“It cannot reasonably be denied,” I replied; “inasmuch as they departed without them.”
“Spontaneously?” he demanded, and in spite of the unevadible severity of his voice the expression of his nearer eye deviated somewhat.
“The spoken and conclusive word of the first was that it was his intention to commit to this one’s keeping everything which he had; the assertion of the second being that with this scrip I received all that he possessed.”
“While of yours, what did they get, Mr. Quack?” and the tone of the one who spoke had a much more gratifying modulation than before, while the attitudes of those who stood around had favourably changed, until they now conveyed a message of deliberate esteem.

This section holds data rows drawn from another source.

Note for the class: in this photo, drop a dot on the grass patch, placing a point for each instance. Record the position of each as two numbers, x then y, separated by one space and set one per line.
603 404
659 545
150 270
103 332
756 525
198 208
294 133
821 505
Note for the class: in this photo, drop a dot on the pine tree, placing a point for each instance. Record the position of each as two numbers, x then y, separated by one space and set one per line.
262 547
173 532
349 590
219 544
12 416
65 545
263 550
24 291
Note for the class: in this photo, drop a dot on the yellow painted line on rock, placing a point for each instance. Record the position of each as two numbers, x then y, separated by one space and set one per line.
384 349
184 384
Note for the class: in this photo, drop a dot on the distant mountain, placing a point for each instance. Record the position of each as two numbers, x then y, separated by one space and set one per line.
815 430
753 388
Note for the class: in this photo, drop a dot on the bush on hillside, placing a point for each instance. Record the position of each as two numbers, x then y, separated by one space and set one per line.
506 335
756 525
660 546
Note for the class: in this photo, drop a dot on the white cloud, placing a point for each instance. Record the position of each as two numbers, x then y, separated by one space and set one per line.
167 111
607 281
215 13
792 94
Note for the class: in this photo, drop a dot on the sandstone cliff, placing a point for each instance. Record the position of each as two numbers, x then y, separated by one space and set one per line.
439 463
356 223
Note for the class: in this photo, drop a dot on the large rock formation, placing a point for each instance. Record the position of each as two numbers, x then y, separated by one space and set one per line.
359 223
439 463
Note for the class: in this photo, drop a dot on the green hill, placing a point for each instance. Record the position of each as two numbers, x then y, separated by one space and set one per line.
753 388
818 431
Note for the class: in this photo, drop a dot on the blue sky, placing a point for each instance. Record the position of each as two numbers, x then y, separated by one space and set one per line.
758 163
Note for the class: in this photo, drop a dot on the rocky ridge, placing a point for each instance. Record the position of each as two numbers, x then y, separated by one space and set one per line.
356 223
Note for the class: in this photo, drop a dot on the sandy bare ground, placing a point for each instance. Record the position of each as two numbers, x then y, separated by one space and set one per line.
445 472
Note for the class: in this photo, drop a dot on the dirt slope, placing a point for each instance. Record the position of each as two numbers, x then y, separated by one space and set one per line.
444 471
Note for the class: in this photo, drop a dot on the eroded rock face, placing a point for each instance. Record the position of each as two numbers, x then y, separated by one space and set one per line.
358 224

“A serpent-skin case of two enclosures,” I replied. “On the one side was a handcount of the small copper-pieces of this Island, which I had caused to be burnished and gilt for the purpose of taking back to amuse those of Yuen-ping. On the other side were two or three pages from a gravity-removing printed leaf entitled ‘Bits of Tits,’ with which this person weekly instructs himself in the simpler rudiments of the language. For the rest the case was controlled by a hidden spring, and inscribed about with a charm against loss, consumption by fire, or being secretly acquired by the unworthy.”
“I don’t think you stand in much need of that charm, Mr. Quack,” remarked another of more than ordinary rank, who was also present. “Then they really got practically no money from you?”
“By no means,” I admitted. “It was never literally stipulated, and whatever of wealth he possesses this person carries in a concealed spot beneath his waistbelt.” (For even to these, virtuous sire, I did not deem it expedient to reveal the fact that in reality it is hidden within the sole of my left sandal.)
“I congratulate you,” he said with lavish refinement. “Ben and the Butterman can be very bland and persuasive. Could you tell me, as a matter of professional curiosity, what first put you on your guard?”
“In this person’s country,” I replied, “there is an apt saying, ‘The sagacious bird does not build his nest twice in the empty soup-toureen,’ and by observing closely what has gone before one may accurately conjecture much that will follow after.” It may be, that out of my insufferable shortcomings of style and expression, this answer did not convey to his mind the logical sequence of the warning; yet it would have been more difficult to show him how everything arose from the faultlessly-balanced system of the heroic Wei Chung, or the exact parallel lying between the ill-clad outcast who demanded a portion of tobacco and the cheerfully unassuming stranger who had in his possession a larger accumulation of money than he could conveniently disperse.
In such a manner I took leave of the station and those connected with it, after directing that the share of the spoil which fell by the law of this Island to my lot should be sold and the money of exchange faithfully divided among the virtuous and necessitous of both sexes. The higher officials each waved me pleasantly by the hand, according to the striking and picturesque custom of the land, while the lesser ones stood around and spoke flattering words as I departed, as “honourable,” “a small piece of all-right,” “astute ancient male fowl,” “ah!” and the like.